Share a file with a friend
With RBAC for permission control, the business process of registering an account and uploading files to share with friends is as follows:
- User registration and login:
- Assign roles to users and insert the related records into the UserRole table, which is initially an ordinary user role that can upload, download, share and manage their files.
- The user creates an account through the registration function and its information is stored in the User table.
- Creating and sharing files:
- Users can create files or folders, and information about these resources is stored in the File table.
- When a user wishes to share a file, he or she can choose to specify who to share it with (other users or friends) and give the file permissions.
- Permission Assignment:
- The file owner grants permissions to a specific buddy by inserting the buddy’s user ID, what role they are assigned, and the corresponding file ID into the Permission table.
- For example, the File Owner role can have full access, while the Buddy role can have Dump permission and Continue Sharing permission, and the Read-Only role can have access only. 1. File Access: 2.
- File Access:
- When a user tries to access a file, the system checks the user’s own role permissions [to determine if the user is an offending user, or a restricted user], as well as file-related permissions.

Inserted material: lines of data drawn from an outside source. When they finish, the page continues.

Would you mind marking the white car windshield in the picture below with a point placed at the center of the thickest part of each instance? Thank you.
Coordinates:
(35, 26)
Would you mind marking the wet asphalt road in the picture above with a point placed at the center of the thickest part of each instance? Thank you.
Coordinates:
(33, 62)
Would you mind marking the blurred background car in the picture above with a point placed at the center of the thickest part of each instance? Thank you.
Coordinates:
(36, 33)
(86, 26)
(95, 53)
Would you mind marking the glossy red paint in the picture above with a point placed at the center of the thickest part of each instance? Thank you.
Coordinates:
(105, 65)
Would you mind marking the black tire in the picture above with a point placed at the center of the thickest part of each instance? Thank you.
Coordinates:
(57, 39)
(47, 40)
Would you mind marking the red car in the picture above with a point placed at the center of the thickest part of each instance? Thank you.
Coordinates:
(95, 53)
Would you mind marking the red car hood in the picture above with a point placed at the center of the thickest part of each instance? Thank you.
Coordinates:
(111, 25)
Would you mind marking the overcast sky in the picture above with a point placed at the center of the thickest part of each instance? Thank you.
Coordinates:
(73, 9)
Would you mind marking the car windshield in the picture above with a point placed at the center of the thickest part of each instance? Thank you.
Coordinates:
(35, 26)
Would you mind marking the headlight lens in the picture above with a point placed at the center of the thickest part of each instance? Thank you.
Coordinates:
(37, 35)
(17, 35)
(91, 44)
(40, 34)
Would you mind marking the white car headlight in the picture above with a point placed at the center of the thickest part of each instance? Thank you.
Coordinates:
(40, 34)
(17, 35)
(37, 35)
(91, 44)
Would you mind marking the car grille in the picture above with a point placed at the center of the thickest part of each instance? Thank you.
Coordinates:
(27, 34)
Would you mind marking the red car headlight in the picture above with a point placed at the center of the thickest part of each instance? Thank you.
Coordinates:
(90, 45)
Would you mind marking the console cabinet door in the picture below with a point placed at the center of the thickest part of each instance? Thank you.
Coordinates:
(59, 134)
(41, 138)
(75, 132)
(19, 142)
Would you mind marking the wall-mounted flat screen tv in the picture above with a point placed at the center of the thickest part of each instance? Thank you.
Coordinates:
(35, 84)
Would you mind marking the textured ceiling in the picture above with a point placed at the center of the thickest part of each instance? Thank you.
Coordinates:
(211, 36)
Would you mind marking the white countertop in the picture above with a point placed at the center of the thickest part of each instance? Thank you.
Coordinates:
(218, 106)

If the user’s role has file-specific permissions, the user’s role can be used to access the file.
- If the user’s role has file-specific permissions (for example, read or write permissions), the user is allowed to access the file.
Link sharing
The overall process is similar to buddy sharing, the only difference is that when inserting a record into the Permission table, you can set the permissions of the file to public access, the corresponding user is set to NULL, and all users can access and dump the file by default.1
insert into permission (file_id, role_id, user_id) values ('被共享的文件ID', '公开角色的ID', NULL)
In this way, when the user accesses the file and determines that the file’s permissions are public access, he or she can access or dump the shared file.
Privilege reclamation
When a resource owner or administrator decides to reclaim a user’s or role’s permissions on a resource, the system deletes the related permission records.
The implementation is to add a new expiration time field in the Permission table, so that when a user shares a file with a friend or generates a link to share it, he/she needs to set a specific expiration time.
The file system can enable a timed task to clean up expired permissions periodically to ensure that files can only be accessed by users within the validity period.
If you set a link to be accessible indefinitely, you can set the expiration time to some point in the past.
File deletion
When user deletes a file, we first need to get the file block list via FMM’s interface, then delete the metadata information to free up user’s storage space, and at the same time transfer the deleted file block list to FCM via message queue to delete the file content.
In order to ensure the transactional consistency of file metadata and file content, we adopt the idea of maximum effort notification in distributed transactions.
It is implemented as follows: a new monitoring and alerting system is added so that when file content deletion fails, SMS or email can be used to notify the administrator to manually handle the unsynchronized data.
To the user, the file metadata is no longer visible, so the file content and file metadata only need to ensure eventual consistency.
5. Summary
Currently, the Internet market is highly competitive, and the netdisk field is no exception.
There are many domestic netdisk providers, such as Baidu.com, Tencent Micro Cloud, 360 Cloud Disk, etc. However, Baidu.com is still a dominant player, with more than 80% of the market share.